Ao longo do processo de maturação, ocorrem processos físicos, bioquímicos e microbiológicos, que resultam na produção de inúmeras substâncias que se acumulam, colaborando para o sabor e aroma dos queijos. Dentre os processos bioquímicos a proteólise e a lipólise são predominantes. A caseína, principal proteína do leite, é degradada por ação enzimática em compostos menores que modificam a estrutura do queijo tornando-a mais macia e alterando o sabor do queijo.
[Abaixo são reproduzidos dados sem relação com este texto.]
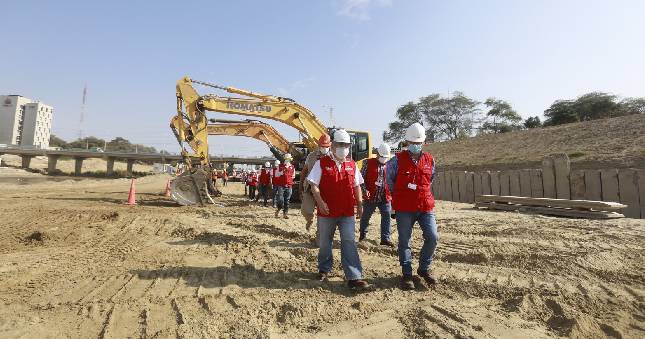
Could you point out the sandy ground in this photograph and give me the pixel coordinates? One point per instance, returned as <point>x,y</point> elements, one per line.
<point>76,262</point>
<point>67,165</point>
<point>607,143</point>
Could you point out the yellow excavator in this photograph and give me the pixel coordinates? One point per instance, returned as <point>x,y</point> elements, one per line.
<point>190,126</point>
<point>278,144</point>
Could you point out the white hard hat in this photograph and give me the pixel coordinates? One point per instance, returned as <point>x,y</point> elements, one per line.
<point>415,133</point>
<point>384,150</point>
<point>341,135</point>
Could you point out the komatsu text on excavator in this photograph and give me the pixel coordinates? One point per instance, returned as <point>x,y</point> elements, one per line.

A gordura também vai sendo degradada por ação de enzimas lipolíticas, com a liberação de ácidos graxos livres que também vão conferir sabor e aroma. Podemos concluir que o processo de maturação dos queijos é um conjunto de reações lentas e delicadas que influenciam de modo direto nas características organolépticas finais do queijo.

Portanto, o uso de fermento é apenas um dos fatores que interferem nas características sensoriais dos queijos. Não podemos menosprezar a ação das NSLAB que se desenvolvem espontaneamente durante a maturação. Além disso, o controle da qualidade do leite, das condições de processamento e de maturação são fundamentais para conduzir as reações bioquímicas e processos biológicos de forma equilibrada, dando origem a queijos com as características sensoriais desejadas.

Podemos concluir que a originalidade de um queijo é composta por vários outros fatores além do uso de fermentos.  A região de produção, espécie e raça do animal, o tipo de alimentação, as condições ambientais, qualidade do leite, técnicas de obtenção, manipulação e conservação, bem como os processos de fabricação e maturação dos queijos também terão um impacto nas suas características sensoriais.